O Programa prevê a contratação de médicos sem nenhum direito trabalhista. O artigo 11 deixa claro: “As atividades desempenhadas no âmbito do Projeto Mais Médicos para o Brasil não criam vínculo empregatício de qualquer natureza.” Além de se configurar em um retrocesso em relação aos direitos conquistados pela categoria, esse fato revela a forma leviana com que o governo está tratando a questão. As bolsas são válidas por três anos e não há garantia de manutenção dos profissionais nas regiões inseridas no programa.
 
Outra questão importante é o artigo 20: “Fica a Empresa Brasileira de Serviços Hospitalares – EBSERH – autorizada a conceder bolsas para ações de saúde, a ressarcir despesas, a adotar outros mecanismos de incentivo a suas atividades institucionais, e a promover as ações necessárias ao desenvolvimento do Programa Mais Médicos”. A EBSERH é uma face muito cruel da privatização da nossa saúde, contra a qual há um forte movimento dos estudantes e dos trabalhadores das universidades federais.
 
Além do Mais Médicos não resolver os problemas da saúde,  ele prevê precarização do trabalho e mais privatização.

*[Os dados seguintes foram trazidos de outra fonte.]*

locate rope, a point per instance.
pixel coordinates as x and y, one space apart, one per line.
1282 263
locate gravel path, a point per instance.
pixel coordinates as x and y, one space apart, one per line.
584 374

Sabemos que o Brasil precisa de mais médicos. Mas precisa também de mais enfermeiros, dentistas e psicólogos. E de esparadrapos, leitos nos hospitais e medicamentos. E de mais verba pública pra saúde pública. Sabemos que o programa gera expectativa em grande parcela da população, mas infelizmente ele não solucionará os graves problemas que temos hoje, nem mesmo a demanda por médicos. A medida é uma forma que o governo encontrou para dar resposta a um problema real, com uma política populista, que desresponsabiliza o governo pelo estado deplorável da saúde e ainda tenta jogar a população contra os médicos brasileiros. 
 
Devemos Continuar lutando por 10% do PIB para a saúde, por mais escolas médicas públicas e de qualidade, pela valorização dos profissionais de saúde, contra a EBSERH e todo tipo de privatização da saúde.